Colombia es uno de los países más corruptos del mundo. Porque la vieja corrupción, que ya era grave, se disparó a extremos inauditos desde 1990. Según el Índice de Competitividad Global del Foro Económico Mundial (2015-2016), quedó de 126 entre 140 países en el indicador de Ética y Corrupción y de 131 entre 140 en Desvío de Fondos Públicos.
Con artículos que resumen mis debates en el Senado sobre Reficar, Saludcoop, Isagén, Ley Urrutia-Zidres y Transmilenio-Metro circula mi libro La Corrupción en el poder y el poder de la corrupción en Colombia (Aguilar). La introducción del texto, titulada como este artículo, trata las causas del fenómeno, debate que debe darse a fondo si se quiere enfrentar un flagelo que está haciendo inviable el país, tras fracasar la idea de aquel Presidente que propuso “reducir la corrupción a sus justas proporciones”.
La corrupción desbocada tiene entre sus causas primeras el Frente Nacional, lapso en el que liberales y conservadores amangualados se repartieron por mitades cada puesto y contrato oficial. De allá proviene la práctica muy colombiana de que la oposición no hace parte del juego democrático y que la primera astucia del vencedor consiste en asociarse con los derrotados para repartirse la marrana presupuestal. ¿Dónde más puede un Peñalosa gastarse unos 80 billones de pesos en acuerdos entre él y la Unidad Nacional y el Centro Democrático, que se supone no pueden verse ni en pintura? ¿O que un Santos convierta en subalternos suyos a casi todos los candidatos que derrotó en las elecciones?
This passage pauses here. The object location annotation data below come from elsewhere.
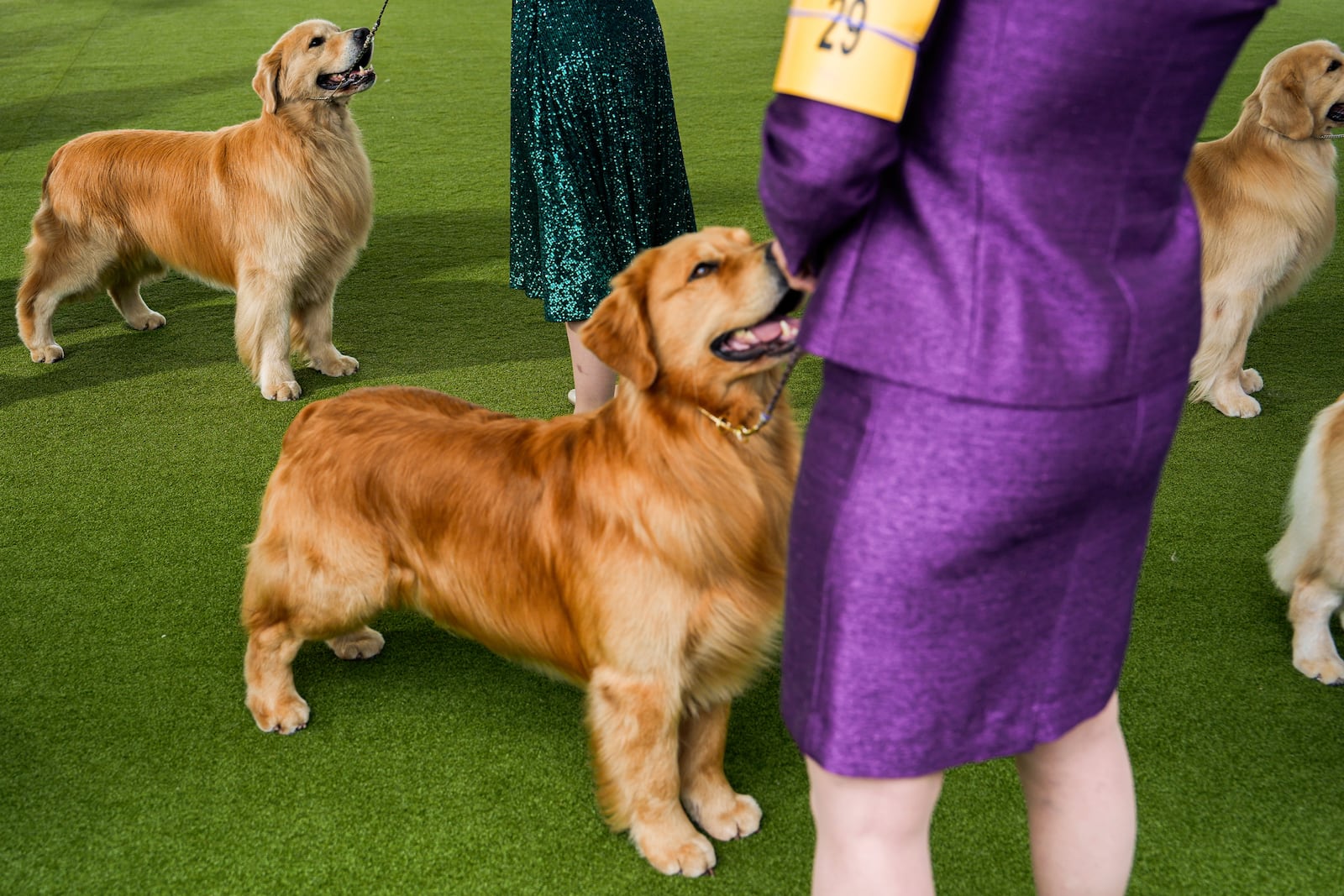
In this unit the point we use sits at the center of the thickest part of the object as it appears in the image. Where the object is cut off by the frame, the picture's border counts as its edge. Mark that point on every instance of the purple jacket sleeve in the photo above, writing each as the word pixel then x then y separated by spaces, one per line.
pixel 820 167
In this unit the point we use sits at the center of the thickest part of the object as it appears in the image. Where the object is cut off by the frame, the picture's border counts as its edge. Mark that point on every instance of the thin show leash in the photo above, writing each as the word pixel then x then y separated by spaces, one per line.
pixel 369 40
pixel 743 432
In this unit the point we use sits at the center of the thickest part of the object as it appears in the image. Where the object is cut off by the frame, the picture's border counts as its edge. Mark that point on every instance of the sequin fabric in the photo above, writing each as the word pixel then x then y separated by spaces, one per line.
pixel 596 168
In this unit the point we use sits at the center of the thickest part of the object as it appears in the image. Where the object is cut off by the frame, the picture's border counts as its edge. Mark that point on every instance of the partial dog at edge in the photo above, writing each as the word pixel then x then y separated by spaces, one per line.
pixel 1308 562
pixel 1265 195
pixel 275 210
pixel 638 550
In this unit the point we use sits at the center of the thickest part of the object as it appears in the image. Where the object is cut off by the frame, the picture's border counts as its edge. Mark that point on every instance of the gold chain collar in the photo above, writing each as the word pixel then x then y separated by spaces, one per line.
pixel 743 432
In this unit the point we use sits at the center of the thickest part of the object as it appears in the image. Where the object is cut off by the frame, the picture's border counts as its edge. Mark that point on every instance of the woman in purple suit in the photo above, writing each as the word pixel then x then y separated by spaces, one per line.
pixel 1005 270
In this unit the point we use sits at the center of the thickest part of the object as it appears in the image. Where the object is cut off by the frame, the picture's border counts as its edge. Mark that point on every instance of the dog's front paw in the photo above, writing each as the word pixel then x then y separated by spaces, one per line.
pixel 739 815
pixel 47 354
pixel 336 364
pixel 1234 402
pixel 689 855
pixel 1324 669
pixel 284 715
pixel 356 645
pixel 152 320
pixel 281 390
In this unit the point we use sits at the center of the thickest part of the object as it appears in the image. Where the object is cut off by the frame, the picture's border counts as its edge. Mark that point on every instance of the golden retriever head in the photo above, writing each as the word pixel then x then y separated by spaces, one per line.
pixel 315 60
pixel 1301 90
pixel 696 316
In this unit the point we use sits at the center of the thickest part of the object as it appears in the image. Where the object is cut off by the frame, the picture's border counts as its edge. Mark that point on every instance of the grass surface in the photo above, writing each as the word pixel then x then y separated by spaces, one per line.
pixel 131 476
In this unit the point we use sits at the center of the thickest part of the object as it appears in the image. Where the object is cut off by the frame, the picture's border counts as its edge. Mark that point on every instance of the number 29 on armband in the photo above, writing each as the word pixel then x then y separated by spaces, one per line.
pixel 855 54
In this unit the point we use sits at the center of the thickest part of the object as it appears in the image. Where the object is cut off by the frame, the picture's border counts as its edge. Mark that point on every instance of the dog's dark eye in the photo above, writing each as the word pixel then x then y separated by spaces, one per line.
pixel 703 269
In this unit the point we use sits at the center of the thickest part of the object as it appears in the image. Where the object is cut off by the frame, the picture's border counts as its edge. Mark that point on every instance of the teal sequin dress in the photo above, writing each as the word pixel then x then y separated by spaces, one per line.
pixel 596 170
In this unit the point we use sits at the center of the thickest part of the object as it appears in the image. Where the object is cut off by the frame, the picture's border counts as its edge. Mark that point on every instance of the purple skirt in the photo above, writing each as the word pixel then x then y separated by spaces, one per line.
pixel 961 575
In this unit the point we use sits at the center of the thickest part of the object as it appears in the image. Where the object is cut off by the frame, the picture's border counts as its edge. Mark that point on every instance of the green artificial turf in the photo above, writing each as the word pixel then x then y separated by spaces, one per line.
pixel 131 476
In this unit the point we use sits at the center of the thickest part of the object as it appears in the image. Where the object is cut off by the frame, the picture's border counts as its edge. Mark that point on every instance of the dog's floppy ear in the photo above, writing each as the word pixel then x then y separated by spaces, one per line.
pixel 266 82
pixel 618 331
pixel 1284 107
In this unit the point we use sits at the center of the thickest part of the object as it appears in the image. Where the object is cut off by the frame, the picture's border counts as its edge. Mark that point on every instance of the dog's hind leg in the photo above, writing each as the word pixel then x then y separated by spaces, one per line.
pixel 312 332
pixel 261 329
pixel 1314 647
pixel 706 793
pixel 57 269
pixel 633 725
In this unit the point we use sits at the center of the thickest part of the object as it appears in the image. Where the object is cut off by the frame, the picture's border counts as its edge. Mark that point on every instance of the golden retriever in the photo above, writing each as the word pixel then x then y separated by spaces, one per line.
pixel 1265 195
pixel 638 550
pixel 275 210
pixel 1308 562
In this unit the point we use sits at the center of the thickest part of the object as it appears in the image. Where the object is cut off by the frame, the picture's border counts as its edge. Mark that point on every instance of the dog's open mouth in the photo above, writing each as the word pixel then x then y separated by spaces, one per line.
pixel 358 76
pixel 776 335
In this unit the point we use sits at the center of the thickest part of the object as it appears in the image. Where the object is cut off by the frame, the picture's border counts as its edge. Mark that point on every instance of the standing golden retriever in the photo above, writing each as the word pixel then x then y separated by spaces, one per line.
pixel 275 210
pixel 638 550
pixel 1308 562
pixel 1265 195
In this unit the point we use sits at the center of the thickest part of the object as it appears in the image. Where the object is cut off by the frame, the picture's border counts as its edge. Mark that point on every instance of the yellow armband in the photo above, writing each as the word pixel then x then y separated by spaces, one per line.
pixel 855 54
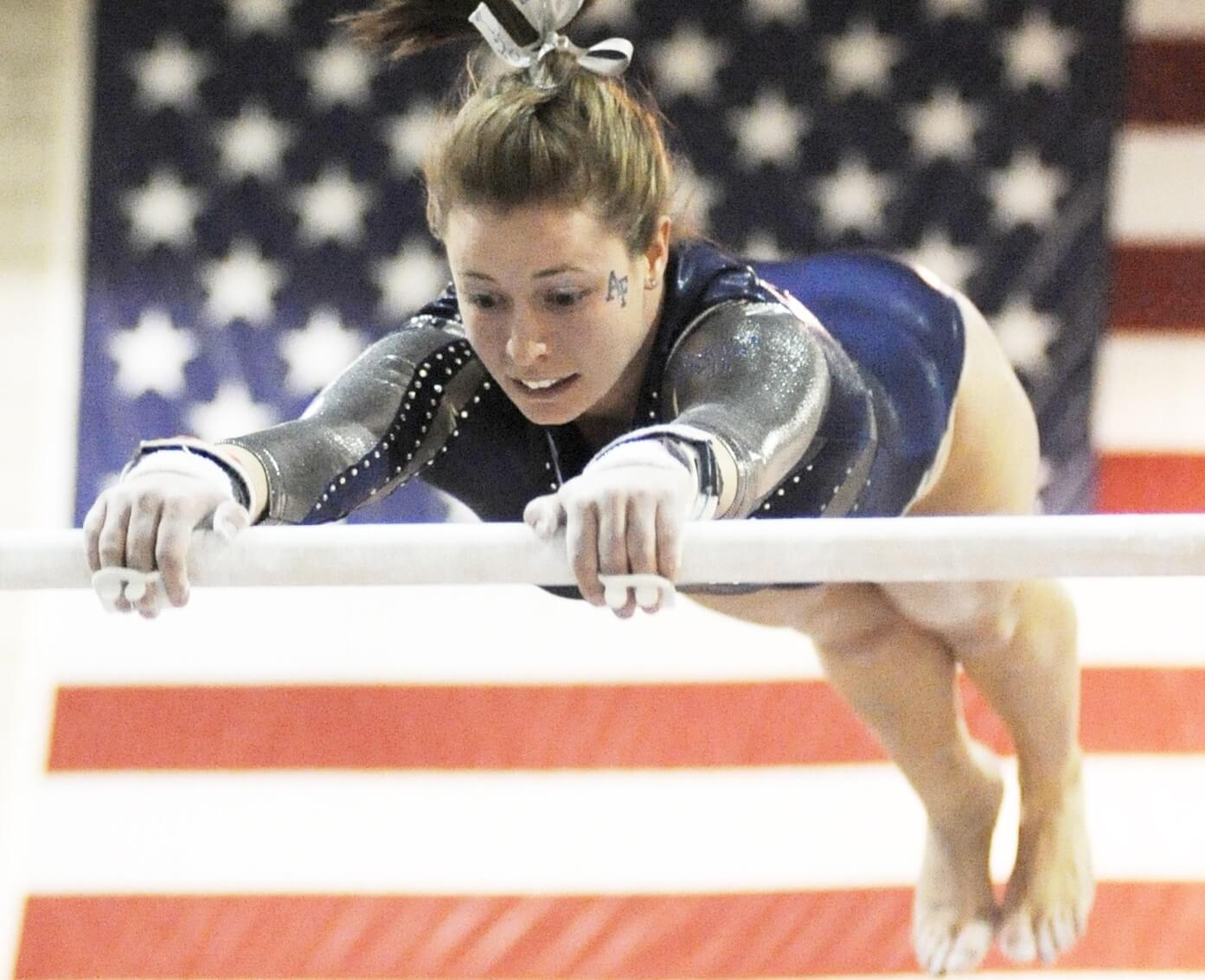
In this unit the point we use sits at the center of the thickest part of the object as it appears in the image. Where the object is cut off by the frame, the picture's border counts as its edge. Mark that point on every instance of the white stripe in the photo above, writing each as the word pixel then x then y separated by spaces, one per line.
pixel 514 636
pixel 1140 622
pixel 1158 193
pixel 603 832
pixel 1167 18
pixel 1067 974
pixel 1150 392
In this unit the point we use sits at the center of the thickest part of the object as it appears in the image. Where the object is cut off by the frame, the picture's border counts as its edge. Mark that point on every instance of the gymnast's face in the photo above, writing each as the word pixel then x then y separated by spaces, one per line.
pixel 557 309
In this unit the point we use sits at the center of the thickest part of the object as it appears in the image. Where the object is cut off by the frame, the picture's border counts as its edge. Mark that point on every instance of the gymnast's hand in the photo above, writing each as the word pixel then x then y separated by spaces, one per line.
pixel 146 523
pixel 623 515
En el ADN de la descomunal corrupción nacional también aparece el clientelismo, construido mediante el uso abusivo y corrupto de los puestos y los contratos, práctica que, según Alejandro Gaviria, se originó en un acuerdo de hace medio siglo entre los partidos tradicionales y las cúpulas económicas para ganar las elecciones y usar el poder en su beneficio. Así, y sin importar cuán dañinas sean sus políticas, muchos votan por ellos, sin entender que las dádivas clientelistas son como el queso que lleva al ratón a la trampa, en este caso al atraso y la pobreza. Una vez establecieron que las elecciones se ganaban con la plata oficial, a la competencia tenían que entrar grandes fondos privados –“bobitos si no”–, incluidos los de los peores orígenes, “inversiones” que recuperan asaltando el tesoro público.
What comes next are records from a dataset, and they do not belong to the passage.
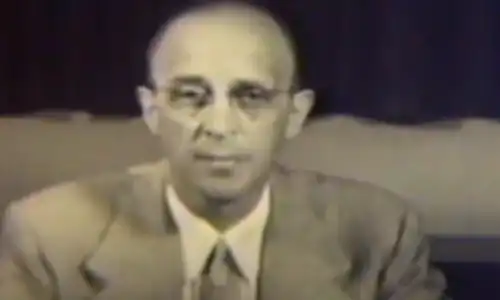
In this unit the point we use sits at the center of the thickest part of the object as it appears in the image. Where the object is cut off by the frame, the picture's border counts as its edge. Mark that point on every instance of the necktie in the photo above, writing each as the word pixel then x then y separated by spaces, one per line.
pixel 220 279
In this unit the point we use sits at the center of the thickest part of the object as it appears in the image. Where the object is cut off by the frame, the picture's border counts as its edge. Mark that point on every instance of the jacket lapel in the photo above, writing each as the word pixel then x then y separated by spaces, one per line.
pixel 301 257
pixel 139 256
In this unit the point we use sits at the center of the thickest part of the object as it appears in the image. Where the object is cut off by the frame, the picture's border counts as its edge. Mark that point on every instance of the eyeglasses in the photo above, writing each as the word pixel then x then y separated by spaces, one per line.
pixel 244 95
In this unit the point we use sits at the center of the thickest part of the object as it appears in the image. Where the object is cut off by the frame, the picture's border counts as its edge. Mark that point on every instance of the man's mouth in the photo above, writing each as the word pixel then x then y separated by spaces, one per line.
pixel 220 158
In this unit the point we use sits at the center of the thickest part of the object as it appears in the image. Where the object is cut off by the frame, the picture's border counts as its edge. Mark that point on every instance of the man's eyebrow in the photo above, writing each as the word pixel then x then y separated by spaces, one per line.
pixel 247 83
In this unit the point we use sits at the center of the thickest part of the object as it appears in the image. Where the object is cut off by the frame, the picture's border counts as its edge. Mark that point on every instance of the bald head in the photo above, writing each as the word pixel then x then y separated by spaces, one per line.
pixel 227 24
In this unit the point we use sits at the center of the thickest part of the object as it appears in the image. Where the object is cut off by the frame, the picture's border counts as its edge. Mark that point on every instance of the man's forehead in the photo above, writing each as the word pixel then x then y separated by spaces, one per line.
pixel 202 38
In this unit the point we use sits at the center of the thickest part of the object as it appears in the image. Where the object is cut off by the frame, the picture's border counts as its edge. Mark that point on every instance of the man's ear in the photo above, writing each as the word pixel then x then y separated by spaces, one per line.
pixel 149 107
pixel 302 103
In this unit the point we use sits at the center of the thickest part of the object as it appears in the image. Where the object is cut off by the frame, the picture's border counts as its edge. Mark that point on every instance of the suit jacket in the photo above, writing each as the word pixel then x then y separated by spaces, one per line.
pixel 112 238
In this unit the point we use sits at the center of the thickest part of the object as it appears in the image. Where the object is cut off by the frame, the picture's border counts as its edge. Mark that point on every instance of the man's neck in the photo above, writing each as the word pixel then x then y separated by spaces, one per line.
pixel 220 213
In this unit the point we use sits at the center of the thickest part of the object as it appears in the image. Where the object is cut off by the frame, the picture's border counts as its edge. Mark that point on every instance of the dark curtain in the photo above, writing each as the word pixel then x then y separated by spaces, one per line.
pixel 394 60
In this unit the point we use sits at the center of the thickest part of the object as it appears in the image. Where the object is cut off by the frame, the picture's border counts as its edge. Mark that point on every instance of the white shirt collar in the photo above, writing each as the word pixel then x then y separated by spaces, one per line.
pixel 199 237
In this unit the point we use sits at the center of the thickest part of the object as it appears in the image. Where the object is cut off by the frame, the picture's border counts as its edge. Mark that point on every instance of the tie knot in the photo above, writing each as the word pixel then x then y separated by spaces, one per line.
pixel 218 263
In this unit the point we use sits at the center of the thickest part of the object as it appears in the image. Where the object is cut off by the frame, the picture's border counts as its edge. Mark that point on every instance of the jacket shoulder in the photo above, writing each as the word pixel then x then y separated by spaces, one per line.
pixel 71 213
pixel 365 213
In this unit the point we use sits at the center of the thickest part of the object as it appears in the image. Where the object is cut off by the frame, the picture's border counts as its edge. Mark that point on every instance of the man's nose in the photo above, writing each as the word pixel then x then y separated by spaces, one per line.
pixel 220 121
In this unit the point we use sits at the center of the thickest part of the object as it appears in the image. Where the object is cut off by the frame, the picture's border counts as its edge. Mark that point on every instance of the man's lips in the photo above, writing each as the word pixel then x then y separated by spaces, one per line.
pixel 220 157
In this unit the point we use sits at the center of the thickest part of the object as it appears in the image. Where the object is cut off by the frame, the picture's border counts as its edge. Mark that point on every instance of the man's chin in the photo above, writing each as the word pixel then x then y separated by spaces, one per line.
pixel 221 193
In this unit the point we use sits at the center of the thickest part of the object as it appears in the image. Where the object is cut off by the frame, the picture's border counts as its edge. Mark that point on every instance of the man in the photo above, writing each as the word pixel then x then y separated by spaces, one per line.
pixel 220 220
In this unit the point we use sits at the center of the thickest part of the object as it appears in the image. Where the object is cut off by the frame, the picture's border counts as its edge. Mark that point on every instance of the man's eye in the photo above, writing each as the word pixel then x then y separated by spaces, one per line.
pixel 188 96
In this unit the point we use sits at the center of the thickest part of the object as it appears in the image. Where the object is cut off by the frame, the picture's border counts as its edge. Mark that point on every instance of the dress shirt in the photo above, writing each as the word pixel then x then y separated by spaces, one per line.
pixel 199 238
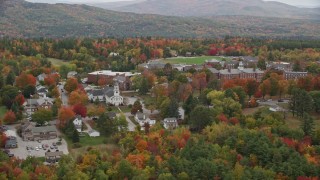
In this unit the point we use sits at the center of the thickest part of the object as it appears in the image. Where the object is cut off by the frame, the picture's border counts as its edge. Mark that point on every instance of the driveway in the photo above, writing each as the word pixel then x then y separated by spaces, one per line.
pixel 22 153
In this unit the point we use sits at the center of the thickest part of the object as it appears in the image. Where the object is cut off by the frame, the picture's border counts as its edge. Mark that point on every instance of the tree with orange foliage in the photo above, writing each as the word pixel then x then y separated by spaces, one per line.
pixel 19 99
pixel 80 109
pixel 265 88
pixel 306 83
pixel 65 115
pixel 95 110
pixel 78 97
pixel 51 79
pixel 9 117
pixel 55 92
pixel 137 160
pixel 71 85
pixel 102 81
pixel 25 79
pixel 142 145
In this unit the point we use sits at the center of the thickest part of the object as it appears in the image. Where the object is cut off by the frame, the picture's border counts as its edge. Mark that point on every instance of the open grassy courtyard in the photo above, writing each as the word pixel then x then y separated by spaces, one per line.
pixel 57 62
pixel 192 60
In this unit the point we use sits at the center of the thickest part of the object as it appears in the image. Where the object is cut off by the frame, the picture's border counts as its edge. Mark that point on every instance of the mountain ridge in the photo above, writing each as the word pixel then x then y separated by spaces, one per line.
pixel 21 19
pixel 203 8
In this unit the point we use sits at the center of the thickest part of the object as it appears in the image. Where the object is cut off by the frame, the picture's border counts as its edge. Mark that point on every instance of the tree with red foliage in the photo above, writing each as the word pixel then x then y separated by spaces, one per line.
pixel 3 139
pixel 65 115
pixel 306 83
pixel 234 120
pixel 51 79
pixel 80 109
pixel 19 99
pixel 213 51
pixel 223 118
pixel 71 85
pixel 9 117
pixel 25 79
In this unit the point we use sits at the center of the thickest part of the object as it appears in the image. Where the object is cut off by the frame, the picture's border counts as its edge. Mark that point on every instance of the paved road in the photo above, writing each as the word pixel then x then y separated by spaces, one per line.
pixel 22 152
pixel 63 95
pixel 131 125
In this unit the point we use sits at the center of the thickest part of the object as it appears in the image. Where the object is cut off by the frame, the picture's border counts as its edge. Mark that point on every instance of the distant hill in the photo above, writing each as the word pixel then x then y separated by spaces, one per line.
pixel 19 18
pixel 200 8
El monto de la corrupción aumentó con el crecimiento del país –siempre dará más robar a cincuenta millones de personas que a diez o veinte, así el producto per cápita sea de apenas seis mil dólares– y con las privatizaciones, que hicieron de los deberes del Estado el mayor de los negocios privados –salud, servicios públicos, infraestructura, transporte–. Todo agravado porque la corrupción transnacional, tan influyente en Colombia desde siempre, también se disparó, hasta el punto de que George Soros dijo: “Los mercados financieros no son inmorales, son amorales” y “La moralidad puede llegar a ser un estorbo”. Les va mejor a “los que están libres de todo escrúpulo moral (…) Los poco escrupulosos aparecen en la cumbre” (…) La amoralidad de los mercados ha socavado la moralidad incluso en aquellas áreas en las que la sociedad no puede funcionar sin ella”.
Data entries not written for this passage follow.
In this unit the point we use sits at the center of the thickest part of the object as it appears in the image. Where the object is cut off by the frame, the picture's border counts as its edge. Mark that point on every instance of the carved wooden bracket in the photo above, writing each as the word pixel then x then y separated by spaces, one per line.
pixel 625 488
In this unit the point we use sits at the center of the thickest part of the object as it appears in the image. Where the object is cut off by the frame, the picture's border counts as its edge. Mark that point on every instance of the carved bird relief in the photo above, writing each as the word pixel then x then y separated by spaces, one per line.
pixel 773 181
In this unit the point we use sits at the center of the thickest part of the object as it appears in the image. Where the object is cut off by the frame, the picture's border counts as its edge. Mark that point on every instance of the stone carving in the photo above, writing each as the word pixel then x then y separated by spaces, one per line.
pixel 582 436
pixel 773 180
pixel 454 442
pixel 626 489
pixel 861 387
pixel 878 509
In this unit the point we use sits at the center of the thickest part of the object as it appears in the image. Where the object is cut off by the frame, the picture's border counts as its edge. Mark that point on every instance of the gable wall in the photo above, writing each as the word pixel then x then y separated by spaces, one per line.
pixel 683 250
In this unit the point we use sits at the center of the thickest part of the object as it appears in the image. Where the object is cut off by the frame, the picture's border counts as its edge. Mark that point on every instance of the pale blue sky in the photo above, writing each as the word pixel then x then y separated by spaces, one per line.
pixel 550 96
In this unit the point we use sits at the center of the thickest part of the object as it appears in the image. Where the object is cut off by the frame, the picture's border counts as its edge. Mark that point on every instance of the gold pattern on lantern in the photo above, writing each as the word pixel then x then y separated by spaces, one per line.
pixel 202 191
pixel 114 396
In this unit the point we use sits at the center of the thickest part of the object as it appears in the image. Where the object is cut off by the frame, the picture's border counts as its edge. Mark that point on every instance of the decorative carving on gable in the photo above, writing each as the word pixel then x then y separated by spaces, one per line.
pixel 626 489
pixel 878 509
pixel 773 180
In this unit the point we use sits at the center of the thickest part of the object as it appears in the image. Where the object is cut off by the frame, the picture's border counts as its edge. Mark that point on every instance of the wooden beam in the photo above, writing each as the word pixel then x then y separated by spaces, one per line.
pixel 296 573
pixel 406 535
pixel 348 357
La más reciente innovación en las corruptelas consiste en decidir el gasto público con normas del derecho privado, el cual, por su propia naturaleza, emplea controles diferentes y más laxos. Así, el país se llenó de licitaciones oficiales en las que participa un solo oferente y se hizo común el empleo de entidades sin ánimo de lucro para evadir las exigencias y controles propios de la contratación estatal. Llevan años los “contratos sastre”, así llamados porque los concursos se diseñan a la medida del que ha de ganárselos. Y si se revisa, todo es legal, porque se mantienen o modifican las normas para que lo sea, como ocurrió en Reficar, donde se gastaron ocho billones de dólares sin interventoría y con los contratos en inglés.